InFamous
Graphic. Novel?
You can whine all you like about the fact 99 per cent of games are the same nowadays, about how they're all about shooting monsters into bloody messes in post-apocalyptic American cities. I spent 99 per cent of E3 week doing just that. But are developers simply being lazy? Or are they just giving gamers what they want?
Take InFamous. It's set in a post-apocalyptic American city, so that's one box ticked. However, it's not about shooting. You play an Cole McGrath, a man with the power to absorb, control and discharge electricity. He can use it as a weapon, firing lightning bolts down from the sky. He can also use it to heal people - restarting their hearts with a burst of power like a human defibrillator.

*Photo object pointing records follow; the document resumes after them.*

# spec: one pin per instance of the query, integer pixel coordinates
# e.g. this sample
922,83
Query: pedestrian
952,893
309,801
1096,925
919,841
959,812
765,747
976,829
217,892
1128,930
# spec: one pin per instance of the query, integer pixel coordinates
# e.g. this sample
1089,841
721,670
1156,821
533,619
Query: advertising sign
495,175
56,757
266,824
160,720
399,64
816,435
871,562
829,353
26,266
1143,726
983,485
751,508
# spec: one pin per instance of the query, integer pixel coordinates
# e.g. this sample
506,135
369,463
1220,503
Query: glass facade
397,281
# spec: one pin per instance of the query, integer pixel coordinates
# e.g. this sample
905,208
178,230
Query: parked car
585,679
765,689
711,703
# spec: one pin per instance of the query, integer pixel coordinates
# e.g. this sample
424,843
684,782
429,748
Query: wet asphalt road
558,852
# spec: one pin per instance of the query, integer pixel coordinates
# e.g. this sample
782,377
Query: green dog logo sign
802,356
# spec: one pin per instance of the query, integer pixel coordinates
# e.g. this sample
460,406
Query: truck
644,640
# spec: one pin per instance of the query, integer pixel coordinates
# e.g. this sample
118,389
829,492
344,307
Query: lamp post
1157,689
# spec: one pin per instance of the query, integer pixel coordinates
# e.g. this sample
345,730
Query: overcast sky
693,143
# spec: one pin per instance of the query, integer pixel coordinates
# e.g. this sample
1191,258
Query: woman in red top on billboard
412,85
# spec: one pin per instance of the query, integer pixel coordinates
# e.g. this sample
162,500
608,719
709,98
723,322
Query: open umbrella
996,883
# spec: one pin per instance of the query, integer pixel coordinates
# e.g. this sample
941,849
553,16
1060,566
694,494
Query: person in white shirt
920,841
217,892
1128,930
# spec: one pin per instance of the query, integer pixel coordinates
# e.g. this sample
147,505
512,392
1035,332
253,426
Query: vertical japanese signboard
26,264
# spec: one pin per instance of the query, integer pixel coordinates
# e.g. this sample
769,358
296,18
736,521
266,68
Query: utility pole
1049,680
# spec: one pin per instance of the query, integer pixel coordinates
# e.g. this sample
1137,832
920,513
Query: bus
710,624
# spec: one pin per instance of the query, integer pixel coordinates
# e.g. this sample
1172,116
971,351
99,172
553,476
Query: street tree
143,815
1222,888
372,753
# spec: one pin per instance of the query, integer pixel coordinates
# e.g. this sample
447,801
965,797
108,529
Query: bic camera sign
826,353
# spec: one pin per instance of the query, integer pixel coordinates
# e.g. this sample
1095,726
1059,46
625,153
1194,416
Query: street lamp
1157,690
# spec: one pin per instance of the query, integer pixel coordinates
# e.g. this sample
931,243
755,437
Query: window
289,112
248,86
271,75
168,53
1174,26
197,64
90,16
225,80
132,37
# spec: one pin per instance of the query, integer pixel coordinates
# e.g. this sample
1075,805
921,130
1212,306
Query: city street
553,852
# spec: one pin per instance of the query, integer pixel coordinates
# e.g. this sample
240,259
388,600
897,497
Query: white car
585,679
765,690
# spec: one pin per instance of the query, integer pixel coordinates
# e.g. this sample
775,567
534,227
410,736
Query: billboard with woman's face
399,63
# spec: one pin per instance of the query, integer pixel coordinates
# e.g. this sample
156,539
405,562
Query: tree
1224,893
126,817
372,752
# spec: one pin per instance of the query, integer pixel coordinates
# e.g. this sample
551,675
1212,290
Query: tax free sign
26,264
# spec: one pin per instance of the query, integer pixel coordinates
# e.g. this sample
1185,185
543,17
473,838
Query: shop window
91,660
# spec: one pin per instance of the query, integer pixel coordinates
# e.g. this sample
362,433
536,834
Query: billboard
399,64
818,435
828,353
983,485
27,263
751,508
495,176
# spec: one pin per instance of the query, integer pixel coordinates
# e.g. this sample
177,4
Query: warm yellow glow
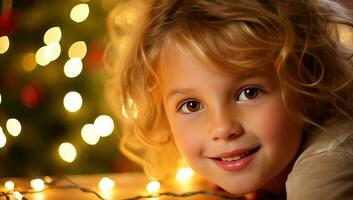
9,185
52,35
37,184
29,62
89,134
153,186
104,125
2,138
13,127
79,13
52,51
18,195
67,152
73,67
41,59
72,101
184,174
134,109
78,49
4,44
106,184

In this particular post-apocalyptic American city, there are no monsters. True, some of the inhabitants have mutated and gained new abilities like Cole. But most of them are just normal people who are exploiting a situation where normal laws have ceased to exist. For many of them this means stealing, raping and murdering, with no fear the police will intervene - they're "too dead or too chickens***", as the trailer puts it. As the game progresses, you must decide whether to join the free-for-all and look after yourself, or do what you can to help the helpless. Yes, whether to use your powers for good or evil.
As creative director Nate Fox has been explaining over the course of a 20-minute demo, InFamous is about what happens when an ordinary man becomes extraordinary. It's about what it feels like to possess unique and immense powers and about learning how to control them. It's about the what happens when a city descends into chaos, what takes priority when it's a question of morality versus survival, and what emerges when human nature is no longer bound by social constructs.
So you can imagine Nate Fox is a bit disappointed by the first question from a journalist at the end of his demo: "That looked really tame. Is the finished game going to be more violent?"
He's even a bit stunned. "Are you kidding me?" Fox replies. "He electrified a guy! He pulled lightning out of the sky!"
"Yeah," says the journalist, "But what about exploding heads and torn limbs and, you know, all that stuff that's cool for the kids these days?"
Fox manages not to sigh. "We are aiming at a teen rating. We're not going for as much gore as we can. Hopefully that will not get in the way of our objective, which is to make the player feel like a modern-day superhero." And besides, "You saw in our intro cut-scene we said 'sh**' twice. So that means we're edgy, right?", he adds with a smile.
The phrase "modern-day superhero" is used frequently by Fox, but what does it mean? Someone who can operate Sky+ telepathically, perhaps, or complete a trip to Ikea in under six hours without rowing? "'Modern-day superhero' is the phrase that I use to make all decisions. We want to make you feel like that's what you're becoming," explains Fox. "That means we have to deliver things like powerful abilities, a slate of villains who are iconic and also powerful, a storyline which is mysterious in nature, so you keep going."
Cole doesn't wear a cape, a big shiny belt or anything constructed from lycra - "Because that didn't seem like something that would feel very real." He's an ordinary man whose life is turned upside down when a mysterious blast destroys six blocks of his home town, Empire City. The voiceover to the extended trailer we're shown hints at other characters - "Trish lost her sister, almost lost me" - and the after-effects: "plague, rioting, theft, rapes, a civilisation committing suicide". The Federal Government looks at all this and decides to chuck said civilisation more razor blades and a spare rope; Empire City is quarantined from the rest of the world, leaving its citizens imprisioned amongst the chaos.
That includes Cole, who was previously an urban explorer - one of those types who goes round breaking into disused buildings and old sewers for a laugh. He has developed excellent climbing and acrobatic abilities, and is great at shimmying up telephone poles, jumping between ledges, leaping across rooftops and so on. And there are plenty of poles, ledges and rooftops to make use of.
"While this is is an open-world game, it's also open in three dimensions. You can move and explore however you want," says Fox. "We have a rule in-house: if you think you should be able to climb on it or interact with it, we let you do it. We've all played Assassin's Creed and it's really awesome that if you see it you can just keep climbing it, right? So if you see a ledge, if you see a pole, get your fingers in there and you can climb. It's very difficult to stick to that rule, but it's worth it."